A meditation on population demographics, foodways, and intercultural tolerance. (NOTE: Due to the heated response that this piece has drawn, we have tagged this article as satire. Hopefully, literary scholars will not take offense at our loose use of the term.)


By Ken Seeroi, Japaneseruleof7.com


Every spring, thousands of sakura trees bloom magnificently across Japan. And in synch, millions of Japanese folks don surgical masks, which they won’t take off until winter, their allergies made exponentially worse by clouds of pollen blowing from distant mountains of cypress trees.

“Years ago, we started chopping down the hardwood,” Setsuko explained, “and replacing them with fast-growing cypress.” Setsuko’s my girlfriend with the runny nose. She knows a lot of stuff.
“Maybe you could not wear the mask, at least while we’re on dates?” I pleaded.
“But you hate my sniffling.”
“Well, true. But how come nobody thought about this before all the chopping and planting?”
“Japan likes flowers and needs wood,” she said, matter-of-factly.
“Yeah, don’t we all,” I said. “I mean, I’d get wood right now, if I could.”
“Or maybe the Japanese just aren’t good at long-range planning.”
“Looking at a map of Tokyo,” I said, “you’d never guess.”

The Muslim Migration

For some reason, every time I check Google News, there’s a new story about Muslims in Japan. It’s almost as though the news was being personalized just for me. And that I was a Muslim. Strange. Anyway, all over Japan, now there’s Muslim folks chilling at the airport, eating halal food in Kyoto, and being courted as tourists for the 2020 Olympics. This is vastly different from parts of Europe, where everyone’s stressing over immigration like a reprise of Colonel Custer’s last words: “Whoa, look at all them Indians.” In Japan, the same groups are being greeted with open arms. Hey, it’s 2015. Being popular because you’re white is so 1995. Remind me to get me a hijab.

“You don’t need to be a prophet to figure that in a few years, Japan’s gonna look a whole lot different than it does now. And maybe that’ll be good.”

Now let me hasten to add that Ken Seeroi has nothing at all against Muslim people. Don’t go all jihad on me. Every single person I’ve met has been exceptionally nice, and anyway other people’s religion isn’t my business. Although maybe the whole capturing, torturing, and killing-folks thing was a bit over the top. Violence is always a poor solution. Wait—that was Christian America? Oh, my bad. Well, moving on.

So let me just tell you three short stories about four friends of mine:
Stanley and his wife packed up and left Tokyo for Vietnam. “The food’s spicier, the people are nicer, and there’s actually jobs that have a future,” he said.
Robbie studied Japanese in college, spoke it fluently, and lasted three years in Yokohama.

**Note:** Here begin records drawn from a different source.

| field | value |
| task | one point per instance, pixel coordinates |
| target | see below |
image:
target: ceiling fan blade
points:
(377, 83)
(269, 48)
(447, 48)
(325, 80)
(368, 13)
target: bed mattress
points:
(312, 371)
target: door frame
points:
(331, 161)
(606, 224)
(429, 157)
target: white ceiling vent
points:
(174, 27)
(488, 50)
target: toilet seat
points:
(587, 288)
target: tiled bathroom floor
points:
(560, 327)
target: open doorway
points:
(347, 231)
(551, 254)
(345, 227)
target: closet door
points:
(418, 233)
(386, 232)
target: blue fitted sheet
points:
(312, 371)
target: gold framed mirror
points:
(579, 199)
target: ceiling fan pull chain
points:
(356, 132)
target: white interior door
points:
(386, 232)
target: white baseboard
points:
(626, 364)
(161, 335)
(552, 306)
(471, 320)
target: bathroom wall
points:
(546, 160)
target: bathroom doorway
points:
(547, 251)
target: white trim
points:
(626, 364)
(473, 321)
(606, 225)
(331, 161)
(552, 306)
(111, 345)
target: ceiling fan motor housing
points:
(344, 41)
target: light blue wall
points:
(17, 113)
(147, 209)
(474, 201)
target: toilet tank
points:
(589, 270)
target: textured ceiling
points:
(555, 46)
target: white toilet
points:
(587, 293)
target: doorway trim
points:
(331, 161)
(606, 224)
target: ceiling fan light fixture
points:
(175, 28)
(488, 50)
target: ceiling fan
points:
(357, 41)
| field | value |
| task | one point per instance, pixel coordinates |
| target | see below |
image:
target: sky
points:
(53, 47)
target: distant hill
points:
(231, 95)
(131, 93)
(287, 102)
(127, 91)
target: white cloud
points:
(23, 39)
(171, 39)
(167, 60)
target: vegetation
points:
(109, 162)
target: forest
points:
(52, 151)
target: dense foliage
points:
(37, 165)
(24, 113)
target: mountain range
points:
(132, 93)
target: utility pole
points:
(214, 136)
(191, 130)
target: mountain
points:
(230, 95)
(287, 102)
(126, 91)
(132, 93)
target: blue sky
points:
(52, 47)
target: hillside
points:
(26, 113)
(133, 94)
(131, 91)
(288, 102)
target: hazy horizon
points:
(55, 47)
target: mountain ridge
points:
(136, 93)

His final words were, “Enough with this Japanese racism, I’m out.”
Bonnie moved back to America. “Dating in Japan sucks,” she said. “My advice for women going there would be, Buy a dildo.” Ah, Americans. You have a solution for everything.

See, I told you they were short. But there’s another story. One about the Egyptian bartender at my corner izakaya, who’s got two kids with a Japanese woman. And the group of students from Bangladesh I met on the train, all working like crazy to learn Japanese and make a living here. And the Pakistani woman who attends my Thursday night Business English class. In this story, throughout Japan, there are loads of Muslim people.

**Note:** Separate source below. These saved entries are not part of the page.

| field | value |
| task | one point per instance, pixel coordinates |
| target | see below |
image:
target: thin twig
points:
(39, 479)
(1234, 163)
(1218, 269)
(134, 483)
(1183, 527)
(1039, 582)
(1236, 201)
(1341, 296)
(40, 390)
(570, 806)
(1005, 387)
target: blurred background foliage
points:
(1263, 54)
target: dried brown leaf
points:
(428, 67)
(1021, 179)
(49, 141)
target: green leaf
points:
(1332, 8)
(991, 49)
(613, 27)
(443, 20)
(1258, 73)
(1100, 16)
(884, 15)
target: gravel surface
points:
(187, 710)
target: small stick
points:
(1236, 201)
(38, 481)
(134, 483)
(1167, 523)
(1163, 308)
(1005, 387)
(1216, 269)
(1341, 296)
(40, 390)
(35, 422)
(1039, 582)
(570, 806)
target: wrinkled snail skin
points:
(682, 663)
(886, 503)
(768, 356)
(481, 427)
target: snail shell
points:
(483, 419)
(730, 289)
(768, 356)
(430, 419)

Asians, Always Good at Math

Again, nothing wrong with that, but it’s a story that unfolds in numbers. Japan’s population’s taking a nose-dive. Counting on the Japanese to repopulate Japan? Tokyo’ll be underwater before that happens. There’s a steady influx of gaijin English teachers who show up believing that Japan’s some mysterious Oriental land, but they mostly fly home two years later none the wiser. Meanwhile, masses of workers from the Philippines and the Middle East are migrating to a nation better than the one they left, and putting down roots.

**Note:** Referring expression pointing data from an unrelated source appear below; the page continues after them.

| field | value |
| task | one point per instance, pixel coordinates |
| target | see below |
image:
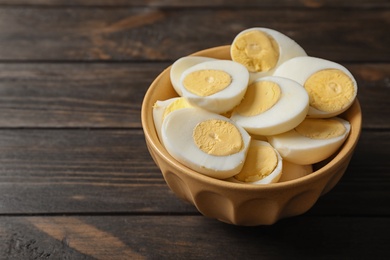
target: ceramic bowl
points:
(244, 204)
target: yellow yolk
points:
(330, 90)
(320, 128)
(217, 137)
(260, 97)
(256, 50)
(260, 162)
(177, 104)
(206, 82)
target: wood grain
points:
(99, 95)
(157, 237)
(76, 179)
(118, 34)
(86, 171)
(203, 3)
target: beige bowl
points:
(244, 204)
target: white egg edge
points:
(180, 65)
(292, 171)
(225, 99)
(293, 69)
(296, 148)
(220, 167)
(274, 176)
(158, 113)
(285, 43)
(293, 106)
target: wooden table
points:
(76, 179)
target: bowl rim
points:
(153, 141)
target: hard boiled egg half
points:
(263, 165)
(163, 107)
(292, 171)
(272, 105)
(206, 142)
(331, 87)
(261, 50)
(312, 141)
(180, 65)
(217, 86)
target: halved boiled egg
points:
(217, 86)
(180, 65)
(162, 108)
(206, 142)
(312, 141)
(292, 171)
(263, 165)
(261, 50)
(272, 105)
(331, 87)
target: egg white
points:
(180, 65)
(289, 111)
(288, 48)
(299, 149)
(301, 68)
(158, 113)
(274, 176)
(177, 131)
(226, 99)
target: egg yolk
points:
(176, 104)
(256, 50)
(320, 128)
(259, 97)
(260, 162)
(330, 90)
(217, 137)
(206, 82)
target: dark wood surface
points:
(76, 179)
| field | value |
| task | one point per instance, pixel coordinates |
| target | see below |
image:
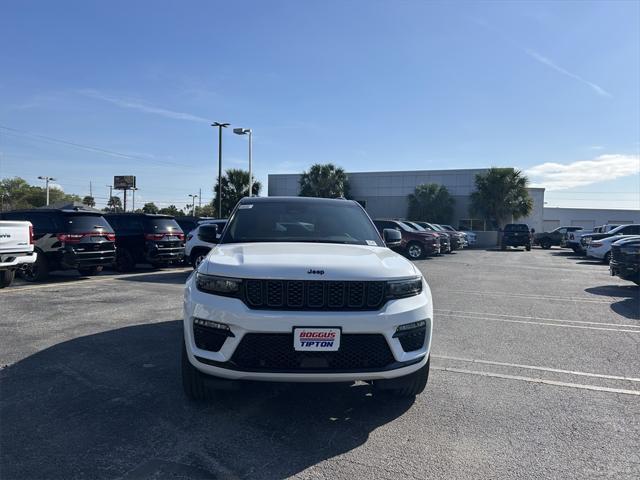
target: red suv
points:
(414, 244)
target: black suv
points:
(146, 238)
(67, 239)
(516, 235)
(625, 259)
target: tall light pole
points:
(220, 127)
(193, 208)
(247, 131)
(110, 187)
(47, 180)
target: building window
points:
(473, 224)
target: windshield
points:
(323, 222)
(516, 228)
(414, 226)
(163, 225)
(85, 223)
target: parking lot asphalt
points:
(535, 374)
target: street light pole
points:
(193, 208)
(110, 187)
(247, 131)
(220, 127)
(47, 180)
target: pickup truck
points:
(547, 239)
(516, 235)
(16, 249)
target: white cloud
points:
(141, 106)
(545, 61)
(560, 176)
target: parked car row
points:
(616, 245)
(421, 239)
(87, 241)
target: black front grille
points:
(210, 339)
(275, 352)
(412, 340)
(313, 295)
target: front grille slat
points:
(275, 352)
(313, 295)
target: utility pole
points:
(220, 127)
(47, 180)
(110, 194)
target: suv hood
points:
(295, 261)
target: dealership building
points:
(384, 195)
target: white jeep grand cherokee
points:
(305, 290)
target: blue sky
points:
(548, 87)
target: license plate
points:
(316, 339)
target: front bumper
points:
(244, 321)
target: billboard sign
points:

Whither then, the future of Japan?

More and more kids born with curly hair, is whither. If Japan makes it hard for Westerners to integrate (they just look so, you know, different), it seems to have less problem with people from Muslim countries, who can sometimes pass as Japanese, provide great cheap labor and, uh, by the way, aren’t leaving. And hey, I’m fine as long as they continue to open delicious curry restaurants. But you don’t need to be a prophet to figure that in a few years, Japan’s gonna look a whole lot different than it does now. And maybe that’ll be good. Integration at last, just maybe not the way you envisioned. Pass the falafel, Takeshi.